So here’s what I’m proposing. We create a data base of anyone who’s participated in a deplatforming. Anyone who’s signed a deplatforming petition. Anyone who’s publicly lobbied for such a deplatforming. Any administrator who’s caved to any such deplatforming campaign. Anyone involved in disciplinary action – even action that’s designed only to produce a chill – that’s a blind for a violation of academic freedom. Let’s call it the Retaliatory Deplatforming Registry.
A notice that one’s been named should be sent to the miscreant, in case she’s been wrongly identified. And that one’s name has been entered into the data base should be publicly accessible.
What does it mean to be so named? Censure. Censure by whom? By anyone who’s decided to fight fire with fire. If you’re involved in any kind of vetting – hiring, publications, conferences, even just polite society – disqualify her. There’s no need to tell her why her application has been rejected. In very short order she and her fellow travellers will have figured it out. But she can never be sure. And even if she thinks she is – even if her being disqualified is actionable – she can never prove it.

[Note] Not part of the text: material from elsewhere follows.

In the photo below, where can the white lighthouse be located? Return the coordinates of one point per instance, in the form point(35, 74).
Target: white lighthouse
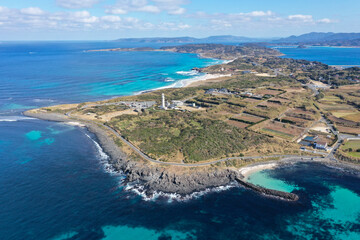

No doubt she and her fellow travellers will attempt to retaliate in kind. They’ll make a list of those they suspect of consulting our list, but they’ll have no way of confirming who to put on it.
In time – and it won’t take much of it – the academic world will be divided into three distinct camps: the original deplatformers, the retaliatory deplatformers, and those who’ve wisely decided to stay above the fray. And my suspicion is that, in time – and it won’t take much of it – there’ll be such powerful natural selection to stay above the fray that the first camp will wither away, and so the second can along with it.
Are there enough of us who’ve been keeping our heads down but who’d welcome a way to push back, provided, that is, and as indicated above, it’s at no risk to ourselves? Enough of us to make this work? All indications are that there are. But if not, there’s been nothing irretrievably ventured.
If the strategic question is settled, what remains is the moral one. Here we face a choice point, for which I need some input from my fellow travellers. If it’s wrong to deplatform, is it wrong to deplatform the deplatformer? Can two wrongs make a right? I’m inclined to say they can. But as a Hobbesian, I suffer from borderline psychopathy. So I should – and so I do – defer to my moral betters, from whom I anxiously await their timely advice.